0. The tone of the original posting, especially the subject line, 
is quite unprofessional.

1. The race condition seems easy enough to fix by using O_EXCL. But
then it should retry with a new generated file name a bunch of times,
rather than simply giving up. (Giving up is especially bad for clamd.)

2. It would be nice if ClamAV also scanned base64-UUEncoded files,
but I wouldn't call it a vulnerability, as I don't see how it can
compromise ClamAV itself. (Any virus let through can compromise a
downstream user or computer, but *no* AV package finds *all* viruses.)

BTW, signatures for *raw* base64-UUEncoded files is not the best way to
go. UUencoding can be a one-to-many map (en.wikipedia.org/wiki/Uuencode),
so there could be an arbitrary number of UUencoded files, and hence
base64-UUEncoded files, for a given malware payload. In fact,
uudecode version 4.6.2 (GNU sharutils) on Linux indeed ignores space
and back-quote characters at end of *interior* lines in the base64
data. So all that a bad guy would have to do is randomly modify the
output of standard uuencode to make signature detection problematic.

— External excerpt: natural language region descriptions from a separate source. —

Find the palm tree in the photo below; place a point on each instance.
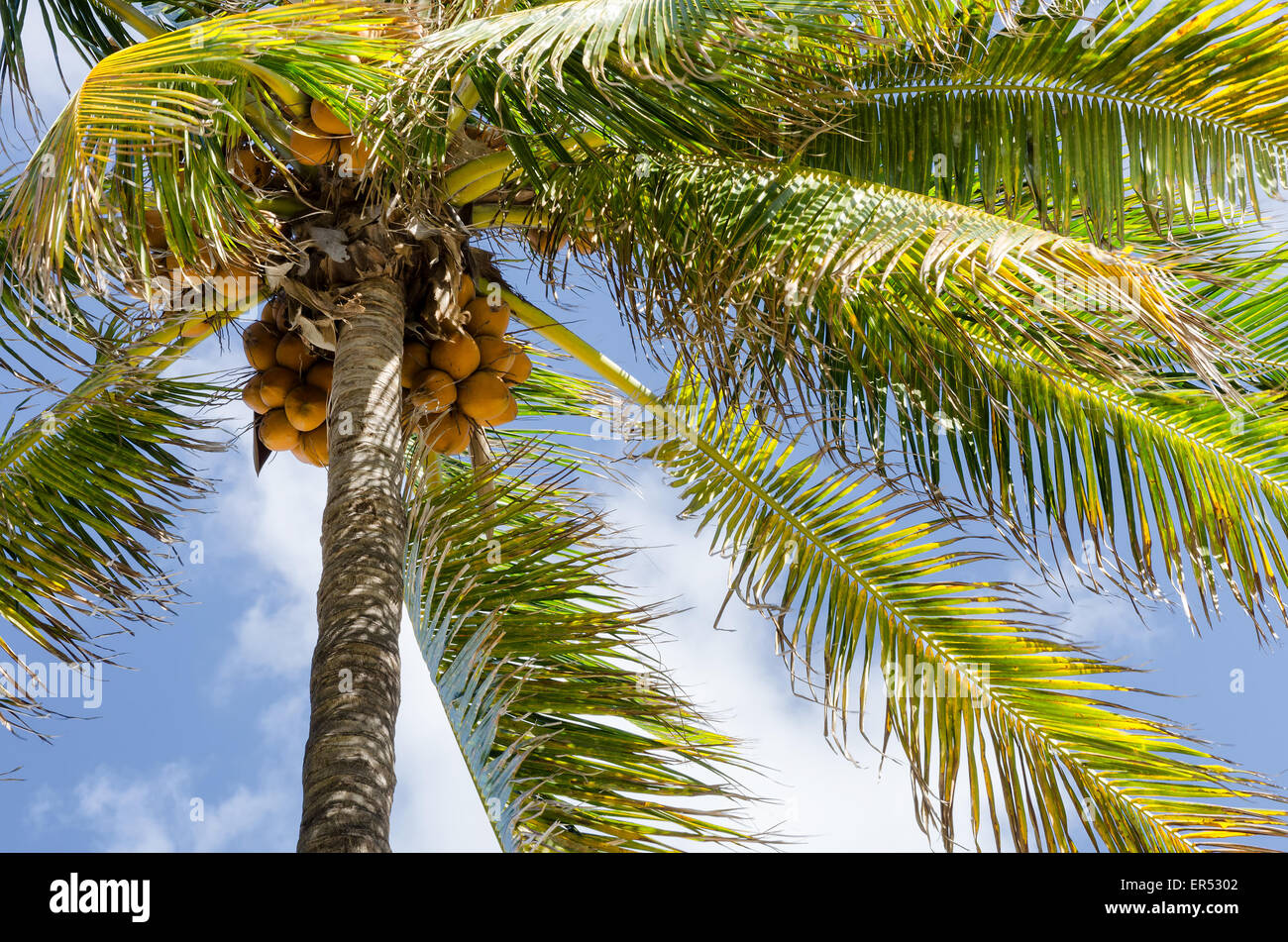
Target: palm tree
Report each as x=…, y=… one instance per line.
x=936, y=283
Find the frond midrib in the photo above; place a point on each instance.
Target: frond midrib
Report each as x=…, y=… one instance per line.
x=1051, y=89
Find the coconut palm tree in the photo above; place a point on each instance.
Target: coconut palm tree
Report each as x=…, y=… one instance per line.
x=936, y=284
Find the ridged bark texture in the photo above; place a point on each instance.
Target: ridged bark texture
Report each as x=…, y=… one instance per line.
x=355, y=688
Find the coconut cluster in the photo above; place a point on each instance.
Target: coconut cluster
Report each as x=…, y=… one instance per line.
x=290, y=389
x=467, y=377
x=450, y=385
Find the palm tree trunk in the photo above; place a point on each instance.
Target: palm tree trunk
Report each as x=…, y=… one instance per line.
x=355, y=688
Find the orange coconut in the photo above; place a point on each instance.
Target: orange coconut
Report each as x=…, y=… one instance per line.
x=294, y=353
x=277, y=433
x=507, y=414
x=252, y=395
x=275, y=383
x=449, y=433
x=496, y=354
x=458, y=356
x=261, y=341
x=305, y=407
x=317, y=446
x=434, y=390
x=482, y=396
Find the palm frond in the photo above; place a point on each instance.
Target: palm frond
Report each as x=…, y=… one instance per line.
x=688, y=76
x=709, y=254
x=574, y=735
x=153, y=128
x=91, y=486
x=1188, y=91
x=1028, y=718
x=94, y=30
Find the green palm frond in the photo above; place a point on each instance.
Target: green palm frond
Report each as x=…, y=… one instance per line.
x=692, y=76
x=1162, y=475
x=1190, y=91
x=1029, y=719
x=715, y=253
x=153, y=126
x=574, y=735
x=91, y=486
x=93, y=29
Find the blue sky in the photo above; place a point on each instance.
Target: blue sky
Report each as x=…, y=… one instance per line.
x=213, y=706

3. It would be nice if sigtool handled output files "more securely",
but I wouldn't consider it a critical vulnerability, and I suspect
that many common programs have the same problem.

4. All AV packages seem to have vulnerabilities on occasion. I have
high overall confidence in ClamAV because (a) it is still Open
Source, so I can know what it is doing, (b) even the Windows version
(AFAIK) doesn't hook in to the kernel (like most Windows AV), making
it less likely to be a path to total compromise of the computer.